Со стороны все это, вероятно, выглядело довольно плачевно. Теперь уже лили слезы все, даже братец рыдал над собой. Только я никак не мог решиться.
Братец, заливаясь слезами, встал, не забывая, впрочем, держать пистолет направленным на меня, и незаметно смылся. Он захлопнул дверь гостиной, и до нас донесся топот его сапог по лестнице; тут опять выяснилось, что мой страх был не так уж велик, потому что я подошел к окну, глянул вниз и увидел, как братец вышел из дома и растаял в осеннем мраке.
– Он ушел, – сказал я и спустился вниз, чтобы запереть ворота. Позади себя я слышал вопли облегчения, вырвавшиеся у пяти женщин:
– Он ушел! Ушел навсегда!
Все это очень хорошо, но что же это была за криминальная комедия? Яна и Пепи все мне рассказали. А дамы, по-видимому, не считали нужным дать мне хоть какое-то объяснение.

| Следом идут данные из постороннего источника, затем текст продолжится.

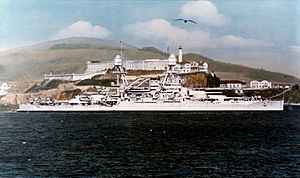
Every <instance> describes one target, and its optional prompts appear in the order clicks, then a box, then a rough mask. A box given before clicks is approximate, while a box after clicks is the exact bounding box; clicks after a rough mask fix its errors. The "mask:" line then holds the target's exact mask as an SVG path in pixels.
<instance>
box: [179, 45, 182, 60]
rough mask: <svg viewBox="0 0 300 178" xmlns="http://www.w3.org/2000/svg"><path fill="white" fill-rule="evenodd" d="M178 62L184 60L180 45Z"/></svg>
mask: <svg viewBox="0 0 300 178" xmlns="http://www.w3.org/2000/svg"><path fill="white" fill-rule="evenodd" d="M178 62H179V63H180V62H182V47H181V46H179V48H178Z"/></svg>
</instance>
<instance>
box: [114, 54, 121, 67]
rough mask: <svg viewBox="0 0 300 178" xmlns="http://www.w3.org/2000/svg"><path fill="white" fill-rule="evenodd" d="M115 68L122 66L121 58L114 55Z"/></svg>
mask: <svg viewBox="0 0 300 178" xmlns="http://www.w3.org/2000/svg"><path fill="white" fill-rule="evenodd" d="M115 66H122V58H121V56H120V55H116V57H115Z"/></svg>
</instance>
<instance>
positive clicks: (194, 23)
mask: <svg viewBox="0 0 300 178" xmlns="http://www.w3.org/2000/svg"><path fill="white" fill-rule="evenodd" d="M175 21H183V22H184V23H188V22H192V23H194V24H197V22H195V21H193V20H190V19H175Z"/></svg>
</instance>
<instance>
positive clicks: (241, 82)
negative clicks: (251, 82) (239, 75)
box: [220, 80, 246, 85]
mask: <svg viewBox="0 0 300 178" xmlns="http://www.w3.org/2000/svg"><path fill="white" fill-rule="evenodd" d="M229 83H240V84H242V85H246V82H244V81H240V80H221V81H220V84H229Z"/></svg>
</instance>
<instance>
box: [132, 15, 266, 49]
mask: <svg viewBox="0 0 300 178" xmlns="http://www.w3.org/2000/svg"><path fill="white" fill-rule="evenodd" d="M126 30H127V32H128V33H131V34H132V35H134V37H135V38H140V39H143V40H147V41H149V42H152V43H157V42H159V43H161V44H164V46H165V45H168V46H169V45H171V46H172V45H174V46H177V45H183V46H184V47H185V48H186V49H187V48H198V49H199V48H208V49H215V48H258V47H268V46H270V44H269V43H267V42H264V41H261V40H255V39H249V38H243V37H240V36H234V35H225V36H221V37H214V36H212V35H211V34H210V33H209V32H206V31H201V30H198V31H191V32H190V31H187V30H184V29H181V28H179V27H176V26H172V24H171V23H170V22H168V21H166V20H164V19H152V20H150V21H146V22H136V23H134V24H132V25H130V26H128V27H127V28H126Z"/></svg>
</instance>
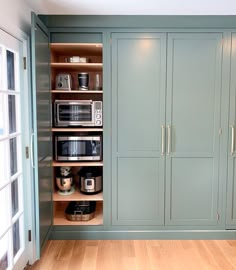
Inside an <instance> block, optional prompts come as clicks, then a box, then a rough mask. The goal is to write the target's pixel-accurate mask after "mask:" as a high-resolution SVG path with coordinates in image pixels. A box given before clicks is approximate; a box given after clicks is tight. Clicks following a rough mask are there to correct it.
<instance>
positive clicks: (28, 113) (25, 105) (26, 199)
mask: <svg viewBox="0 0 236 270" xmlns="http://www.w3.org/2000/svg"><path fill="white" fill-rule="evenodd" d="M0 30H2V31H4V32H5V33H7V34H8V35H10V36H12V37H13V38H15V39H17V40H19V41H20V42H22V55H20V56H21V57H23V58H26V63H25V64H26V69H21V70H20V76H21V78H22V79H21V82H20V83H21V89H22V93H21V122H22V123H24V124H23V127H24V134H23V136H22V156H24V157H25V154H26V152H25V150H26V147H30V130H31V128H32V115H31V106H32V104H31V92H30V90H31V87H30V85H31V77H30V69H29V68H30V61H31V60H30V37H29V35H27V34H26V33H25V32H23V31H22V30H21V29H19V28H16V30H15V31H14V32H11V31H9V30H8V29H7V28H6V27H4V25H0ZM23 58H22V59H19V61H22V62H23ZM22 62H21V63H22ZM21 66H22V67H23V64H22V65H21ZM27 104H28V106H26V105H27ZM23 108H24V115H23V110H22V109H23ZM28 149H29V148H28ZM22 170H23V179H24V181H23V190H24V206H26V205H27V207H25V210H26V209H27V211H25V217H24V227H25V228H26V232H27V231H31V241H28V237H29V236H28V234H27V235H25V246H28V247H27V254H26V256H27V257H28V258H27V260H28V263H29V264H33V263H34V262H35V260H36V251H35V246H36V242H35V237H34V235H35V218H34V216H35V214H34V213H35V209H34V204H31V203H29V202H34V193H33V189H34V186H33V181H32V179H33V170H32V167H31V157H29V158H27V159H26V158H24V159H22ZM22 266H23V265H22ZM23 267H24V266H23Z"/></svg>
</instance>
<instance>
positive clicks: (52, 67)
mask: <svg viewBox="0 0 236 270" xmlns="http://www.w3.org/2000/svg"><path fill="white" fill-rule="evenodd" d="M102 66H103V64H102V63H51V67H52V68H54V69H65V70H76V71H79V70H81V71H83V72H86V71H100V70H102Z"/></svg>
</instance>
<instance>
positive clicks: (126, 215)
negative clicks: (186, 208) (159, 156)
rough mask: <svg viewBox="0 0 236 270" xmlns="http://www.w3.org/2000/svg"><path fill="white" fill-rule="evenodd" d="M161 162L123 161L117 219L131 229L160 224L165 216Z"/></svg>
mask: <svg viewBox="0 0 236 270" xmlns="http://www.w3.org/2000/svg"><path fill="white" fill-rule="evenodd" d="M159 170H160V169H159V160H158V158H120V159H119V160H118V171H117V183H116V187H115V188H114V193H113V195H115V197H116V199H117V200H116V201H117V205H116V207H117V212H116V211H115V212H113V219H114V220H117V221H118V222H117V223H122V224H123V223H125V224H127V225H144V224H148V225H150V224H158V223H159V220H160V219H161V217H162V216H163V210H164V209H163V204H162V202H161V201H160V198H163V190H162V187H160V186H159V184H160V179H159Z"/></svg>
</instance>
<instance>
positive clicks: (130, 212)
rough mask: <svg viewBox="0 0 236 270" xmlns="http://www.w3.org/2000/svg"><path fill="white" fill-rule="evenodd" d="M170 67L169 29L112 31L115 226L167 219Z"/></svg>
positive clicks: (113, 181) (112, 186) (112, 151)
mask: <svg viewBox="0 0 236 270" xmlns="http://www.w3.org/2000/svg"><path fill="white" fill-rule="evenodd" d="M165 70H166V35H165V34H156V33H148V34H143V33H114V34H112V224H113V225H158V224H163V223H164V157H163V156H162V155H161V151H164V150H163V149H161V141H162V136H161V135H163V136H164V133H163V134H162V133H161V131H162V128H161V126H162V125H164V121H165ZM163 132H164V130H163Z"/></svg>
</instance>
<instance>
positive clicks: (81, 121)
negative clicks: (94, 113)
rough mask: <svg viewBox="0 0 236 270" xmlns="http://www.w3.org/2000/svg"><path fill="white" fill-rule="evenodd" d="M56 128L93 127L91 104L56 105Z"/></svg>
mask: <svg viewBox="0 0 236 270" xmlns="http://www.w3.org/2000/svg"><path fill="white" fill-rule="evenodd" d="M56 106H57V109H56V115H57V119H56V125H57V126H93V123H94V119H93V115H94V114H93V105H92V104H79V103H78V104H57V105H56Z"/></svg>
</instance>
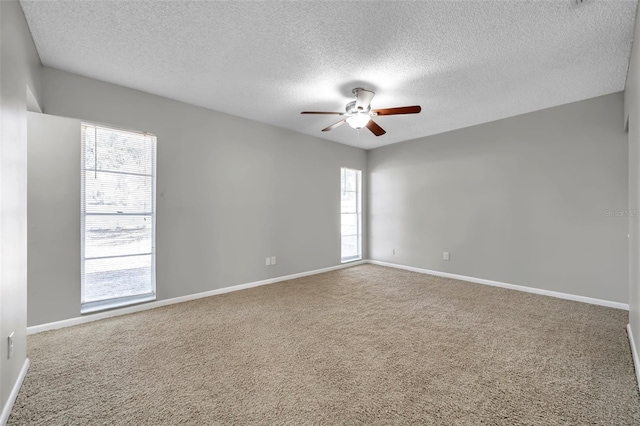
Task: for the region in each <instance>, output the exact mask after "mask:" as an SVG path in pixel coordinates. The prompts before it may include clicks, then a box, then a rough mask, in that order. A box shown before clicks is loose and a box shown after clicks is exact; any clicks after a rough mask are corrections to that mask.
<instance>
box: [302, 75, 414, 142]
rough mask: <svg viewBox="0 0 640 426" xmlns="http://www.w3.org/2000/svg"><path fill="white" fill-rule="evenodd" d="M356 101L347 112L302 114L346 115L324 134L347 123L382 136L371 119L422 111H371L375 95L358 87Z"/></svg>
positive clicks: (410, 108)
mask: <svg viewBox="0 0 640 426" xmlns="http://www.w3.org/2000/svg"><path fill="white" fill-rule="evenodd" d="M352 93H353V94H354V95H355V97H356V100H355V101H351V102H349V103H348V104H347V106H346V107H345V110H346V112H325V111H303V112H301V113H300V114H328V115H346V118H344V119H342V120H340V121H338V122H337V123H334V124H332V125H331V126H329V127H327V128H324V129H322V131H323V132H328V131H329V130H333V129H335V128H336V127H339V126H342V125H343V124H344V123H347V124H348V125H349V126H351V127H352V128H354V129H358V130H359V129H362V128H363V127H366V128H367V129H369V130H371V132H372V133H373V134H374V135H376V136H382V135H384V134H385V133H387V132H385V131H384V129H383V128H382V127H380V126H378V125H377V124H376V122H375V121H373V120H372V119H371V117H376V116H380V115H398V114H417V113H419V112H420V111H421V110H422V109H421V108H420V105H414V106H408V107H397V108H382V109H374V110H372V109H371V100H372V99H373V96H374V95H375V93H374V92H372V91H371V90H366V89H363V88H362V87H356V88H355V89H353V90H352Z"/></svg>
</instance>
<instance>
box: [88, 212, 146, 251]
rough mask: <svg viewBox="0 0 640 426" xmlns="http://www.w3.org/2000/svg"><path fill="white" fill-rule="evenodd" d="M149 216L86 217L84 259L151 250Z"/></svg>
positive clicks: (103, 216) (98, 216)
mask: <svg viewBox="0 0 640 426" xmlns="http://www.w3.org/2000/svg"><path fill="white" fill-rule="evenodd" d="M151 220H152V219H151V216H86V218H85V242H84V255H85V257H87V258H91V257H104V256H122V255H130V254H142V253H151V244H152V243H151Z"/></svg>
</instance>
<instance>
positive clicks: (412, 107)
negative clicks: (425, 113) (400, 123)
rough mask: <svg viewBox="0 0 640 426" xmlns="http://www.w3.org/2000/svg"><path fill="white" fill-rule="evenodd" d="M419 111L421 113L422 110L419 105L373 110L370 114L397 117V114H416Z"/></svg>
mask: <svg viewBox="0 0 640 426" xmlns="http://www.w3.org/2000/svg"><path fill="white" fill-rule="evenodd" d="M420 111H422V108H420V105H414V106H410V107H398V108H382V109H374V110H372V111H371V112H373V113H375V114H377V115H398V114H417V113H419V112H420Z"/></svg>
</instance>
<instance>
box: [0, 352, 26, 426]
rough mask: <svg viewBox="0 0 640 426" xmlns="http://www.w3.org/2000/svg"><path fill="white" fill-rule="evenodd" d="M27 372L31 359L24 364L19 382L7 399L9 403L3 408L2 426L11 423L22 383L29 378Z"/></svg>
mask: <svg viewBox="0 0 640 426" xmlns="http://www.w3.org/2000/svg"><path fill="white" fill-rule="evenodd" d="M27 371H29V358H26V359H25V360H24V364H22V369H21V370H20V374H19V375H18V380H16V383H15V384H14V385H13V389H11V393H10V394H9V399H7V403H6V404H4V407H3V408H2V414H1V415H0V425H1V426H4V425H6V424H7V421H9V415H11V410H12V409H13V404H15V402H16V398H18V392H20V388H21V387H22V382H24V378H25V377H26V376H27Z"/></svg>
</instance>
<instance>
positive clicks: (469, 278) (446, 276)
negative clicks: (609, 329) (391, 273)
mask: <svg viewBox="0 0 640 426" xmlns="http://www.w3.org/2000/svg"><path fill="white" fill-rule="evenodd" d="M368 263H371V264H373V265H380V266H388V267H390V268H397V269H404V270H407V271H412V272H419V273H421V274H428V275H435V276H437V277H445V278H453V279H455V280H462V281H468V282H472V283H476V284H484V285H490V286H493V287H502V288H508V289H510V290H518V291H524V292H526V293H534V294H541V295H543V296H551V297H557V298H558V299H567V300H573V301H576V302H582V303H589V304H591V305H600V306H607V307H609V308H616V309H623V310H626V311H628V310H629V305H628V304H627V303H620V302H612V301H610V300H602V299H595V298H593V297H586V296H577V295H575V294H568V293H560V292H558V291H552V290H543V289H540V288H534V287H525V286H521V285H515V284H507V283H502V282H499V281H491V280H485V279H484V278H474V277H467V276H465V275H457V274H451V273H449V272H440V271H432V270H430V269H422V268H415V267H413V266H405V265H398V264H396V263H388V262H380V261H378V260H368Z"/></svg>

Может быть, эта история была для них слишком мучительна.
Господин Разунке промотал оставшийся ему от отца миллион, он был кутила, любимец женщин, игрок, а семья его терпела нужду. Дамы, Элинор и Герма, уже не раз принимали меры и посылали воспомоществование племянникам и племянницам, «бедным, бедным деточкам», как по обыкновению говорила фрау Элинор. У братца Разунке были карточные долги, он нуждался в деньгах и хотел добыть их при помощи шантажа. Он заявил, что застрелится на глазах у сестер, если они сейчас же не выпишут ему чек.
В конце концов дамы перестали выезжать из имения, сами приговорили себя к домашнему аресту, так как боялись, что милый братец где-нибудь их подкараулит или даже бросится под их машину и тогда они будут его убийцами.
Таким образом мой автомобиль получил возможность отдохнуть, но только не я. Я должен был вместе с Вунибальдом Крюмером и Максом Мюкельдаем натягивать на каменную ограду, окружавшую «Буковый двор», колючую проволоку. Через каждые пять метров мы ставили столбы трехметровой высоты и между этими столбами натягивали сетку из колючей проволоки, «Буковый двор» теперь напоминал осажденную крепость.